Tuning the NLO response of bis-cyclometalated iridium(iii) complexes by modifying ligands: experimental and structural DFT analysis

Density functional theory (DFT) calculations have been carried out to investigate two synthesized iridium(iii) complexes with substituted Phbd (1-phenyl-2-(pyridin-2-yl)-1H-benzo[d]imidazole) and Crbd (9-(4-(2-(pyridin-2-yl)-1H-benzo[d]imidazol-1-yl)phenyl)-9H-carbazole) as ancillary ligands. The aim of this paper is to study the effect of the substituent on the geometrical structures, electronic and second-order nonlinear optical (NLO) properties, and UV-vis absorption spectra. It is found that the first hyperpolarizabilities can be easily modulated by the introduction of Phbd and Crbd units. The complex with Phbd possesses larger first hyperpolarizability values compared to the complex with Crbd as an ancillary ligand.
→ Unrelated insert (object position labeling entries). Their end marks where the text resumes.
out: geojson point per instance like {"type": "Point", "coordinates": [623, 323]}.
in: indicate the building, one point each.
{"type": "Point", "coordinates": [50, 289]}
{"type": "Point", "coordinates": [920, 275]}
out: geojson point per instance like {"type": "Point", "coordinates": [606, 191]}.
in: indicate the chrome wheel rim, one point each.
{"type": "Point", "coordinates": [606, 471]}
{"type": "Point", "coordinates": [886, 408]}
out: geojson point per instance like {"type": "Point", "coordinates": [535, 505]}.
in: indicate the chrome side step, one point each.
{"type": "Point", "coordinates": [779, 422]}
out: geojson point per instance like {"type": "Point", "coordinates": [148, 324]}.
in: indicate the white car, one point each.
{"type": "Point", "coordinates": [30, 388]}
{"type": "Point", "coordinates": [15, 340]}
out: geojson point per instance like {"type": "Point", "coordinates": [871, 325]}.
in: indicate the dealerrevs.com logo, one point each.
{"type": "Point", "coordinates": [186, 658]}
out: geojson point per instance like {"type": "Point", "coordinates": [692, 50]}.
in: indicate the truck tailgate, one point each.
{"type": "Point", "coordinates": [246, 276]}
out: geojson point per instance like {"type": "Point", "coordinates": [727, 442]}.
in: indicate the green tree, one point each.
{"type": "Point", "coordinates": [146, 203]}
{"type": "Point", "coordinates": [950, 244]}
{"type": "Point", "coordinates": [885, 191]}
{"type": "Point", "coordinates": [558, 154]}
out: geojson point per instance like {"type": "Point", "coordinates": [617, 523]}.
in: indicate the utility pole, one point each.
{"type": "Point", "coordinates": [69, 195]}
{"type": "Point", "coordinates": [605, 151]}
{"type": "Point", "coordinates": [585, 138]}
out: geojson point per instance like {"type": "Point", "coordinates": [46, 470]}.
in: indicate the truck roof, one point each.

Significantly, the changes in the first hyperpolarizabilities can be qualitatively explained by means of the charge transfer pattern. It is anticipated that the theoretical investigation of these iridium(iii) complexes will be helpful for designing high performance and versatile NLO materials.

Automated summary

Density functional theory calculations were employed to investigate the geometric structures, electronic properties, and second-order nonlinear optical (NLO) properties of two synthesized iridium(iii) complexes with different substituted ancillary ligands. The first hyperpolarizabilities were found to be easily modulated by the introduction of different units, and the changes in properties could be qualitatively explained by means of the charge transfer pattern. The theoretical investigation of these complexes is expected to aid in designing high-performance and versatile NLO materials.